= Kristian Draude =

German musician

Kristian Draude (born 1 February 1977) is a German musician who has worked with artists including Elton John, Sarah Brightman, and Gregorian. The music he has written and produced has sold over 5 million albums. In addition, he has also composed music for television shows, short films, commercials, web performances and multi-media applications.

==Biography==
Draude started playing drums at the age of ten. Four years later he recorded the first album with his band Lazy Strike under Steffi Stefan, producer of German rock legends like Udo Lindenberg and Peter Maffay.

After getting live experience with different bands and musicals he moved to Hamburg, where he formed the band JAW. In the year 2000 the album No blue peril was released. The band played over 100 concerts all over Europe and was nominated for various German awards.

In addition, Draude worked as an engineer, programmer and songwriter for producer Peter Hoffmann, who produced artists including Falco, Oli.P, and German shooting stars Tokio Hotel.

In 2001 Draude concentrated on studio work, produced and wrote for acts like the international selling dance-act ATC, Spanish pop star Princessa, the German Star Search winners and many other bands. At this time, he built his own recording studio, Most Fresh Studio.

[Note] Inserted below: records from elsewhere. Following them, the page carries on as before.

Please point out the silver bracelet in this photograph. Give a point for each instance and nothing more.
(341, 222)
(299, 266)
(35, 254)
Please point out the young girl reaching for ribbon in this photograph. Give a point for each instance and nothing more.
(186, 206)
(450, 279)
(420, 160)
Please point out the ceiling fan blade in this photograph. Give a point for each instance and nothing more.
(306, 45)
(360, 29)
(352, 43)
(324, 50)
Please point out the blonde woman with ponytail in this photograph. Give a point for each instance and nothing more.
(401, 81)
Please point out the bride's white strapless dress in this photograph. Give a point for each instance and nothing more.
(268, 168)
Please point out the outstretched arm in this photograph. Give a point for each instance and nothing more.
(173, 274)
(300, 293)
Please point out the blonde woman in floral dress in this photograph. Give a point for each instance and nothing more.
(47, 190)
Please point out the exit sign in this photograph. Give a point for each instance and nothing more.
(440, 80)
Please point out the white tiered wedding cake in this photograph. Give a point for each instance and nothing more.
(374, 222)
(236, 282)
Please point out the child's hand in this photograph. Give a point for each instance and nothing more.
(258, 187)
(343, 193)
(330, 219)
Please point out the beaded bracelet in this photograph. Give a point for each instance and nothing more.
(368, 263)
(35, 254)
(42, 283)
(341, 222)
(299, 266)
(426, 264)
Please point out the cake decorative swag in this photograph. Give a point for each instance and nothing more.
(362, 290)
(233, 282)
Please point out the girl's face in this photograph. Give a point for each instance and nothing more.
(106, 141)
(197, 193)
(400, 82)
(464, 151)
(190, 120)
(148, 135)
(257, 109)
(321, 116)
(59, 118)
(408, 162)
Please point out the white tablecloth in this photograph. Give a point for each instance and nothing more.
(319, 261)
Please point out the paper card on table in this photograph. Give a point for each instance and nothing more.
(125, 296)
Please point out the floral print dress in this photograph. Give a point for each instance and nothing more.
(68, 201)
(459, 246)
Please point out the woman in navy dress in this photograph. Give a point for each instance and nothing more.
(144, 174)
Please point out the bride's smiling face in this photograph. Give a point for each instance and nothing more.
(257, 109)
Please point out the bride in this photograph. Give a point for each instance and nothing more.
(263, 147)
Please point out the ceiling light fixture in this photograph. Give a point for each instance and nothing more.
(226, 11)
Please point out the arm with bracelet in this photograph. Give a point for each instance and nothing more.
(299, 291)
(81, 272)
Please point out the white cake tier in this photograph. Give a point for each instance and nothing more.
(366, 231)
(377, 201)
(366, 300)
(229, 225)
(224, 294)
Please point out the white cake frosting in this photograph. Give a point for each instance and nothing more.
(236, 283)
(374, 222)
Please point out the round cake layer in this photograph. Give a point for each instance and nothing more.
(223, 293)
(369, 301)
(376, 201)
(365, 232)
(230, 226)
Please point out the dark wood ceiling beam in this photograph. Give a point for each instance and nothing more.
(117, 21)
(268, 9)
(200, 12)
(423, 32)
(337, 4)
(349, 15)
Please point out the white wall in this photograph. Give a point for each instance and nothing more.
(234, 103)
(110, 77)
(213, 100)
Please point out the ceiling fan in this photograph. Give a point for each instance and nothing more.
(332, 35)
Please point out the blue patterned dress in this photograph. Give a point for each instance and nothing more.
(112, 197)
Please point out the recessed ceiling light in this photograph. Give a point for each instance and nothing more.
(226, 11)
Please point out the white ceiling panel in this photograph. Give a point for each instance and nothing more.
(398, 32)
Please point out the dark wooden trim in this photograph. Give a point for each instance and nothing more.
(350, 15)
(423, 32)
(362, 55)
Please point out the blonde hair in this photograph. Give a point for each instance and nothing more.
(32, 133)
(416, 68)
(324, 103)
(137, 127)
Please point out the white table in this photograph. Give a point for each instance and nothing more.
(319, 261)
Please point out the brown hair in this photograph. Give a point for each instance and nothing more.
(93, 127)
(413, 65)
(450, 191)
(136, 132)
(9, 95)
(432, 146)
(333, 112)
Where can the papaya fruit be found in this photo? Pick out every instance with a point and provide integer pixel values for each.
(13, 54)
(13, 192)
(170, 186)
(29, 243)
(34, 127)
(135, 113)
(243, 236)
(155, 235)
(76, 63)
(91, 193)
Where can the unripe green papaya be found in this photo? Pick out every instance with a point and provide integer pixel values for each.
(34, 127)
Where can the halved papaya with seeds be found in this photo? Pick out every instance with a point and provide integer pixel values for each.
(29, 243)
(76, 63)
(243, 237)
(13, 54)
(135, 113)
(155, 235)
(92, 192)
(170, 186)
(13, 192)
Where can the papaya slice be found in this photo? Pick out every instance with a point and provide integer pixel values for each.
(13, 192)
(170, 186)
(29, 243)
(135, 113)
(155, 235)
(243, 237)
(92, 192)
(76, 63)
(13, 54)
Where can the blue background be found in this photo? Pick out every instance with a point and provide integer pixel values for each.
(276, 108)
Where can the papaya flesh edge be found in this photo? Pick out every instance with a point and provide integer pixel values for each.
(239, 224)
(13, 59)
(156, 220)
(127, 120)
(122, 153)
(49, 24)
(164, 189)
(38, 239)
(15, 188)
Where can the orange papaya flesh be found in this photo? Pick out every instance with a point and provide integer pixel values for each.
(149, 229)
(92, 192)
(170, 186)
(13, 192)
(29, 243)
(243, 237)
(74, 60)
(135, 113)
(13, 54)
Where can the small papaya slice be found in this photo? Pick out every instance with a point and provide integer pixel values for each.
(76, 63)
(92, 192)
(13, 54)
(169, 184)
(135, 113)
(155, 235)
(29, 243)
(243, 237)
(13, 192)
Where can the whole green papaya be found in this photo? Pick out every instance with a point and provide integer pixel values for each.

In 2002 he started working with producer Frank Peterson, who had worked with artists including Enigma and Sarah Brightman. He wrote and produced music for several Sarah Brightman records including Harem and Live from Las Vegas. In 2004 the song "The War Is Over" from Harem won an Arabian music award.
Currently, Draude works as a studio drummer and plays live concerts, radio and television shows for artists including Elton John, Sugababes, Chris de Burgh, Ronan Keating, Gregorian, Jasmin Wagner and Palomino.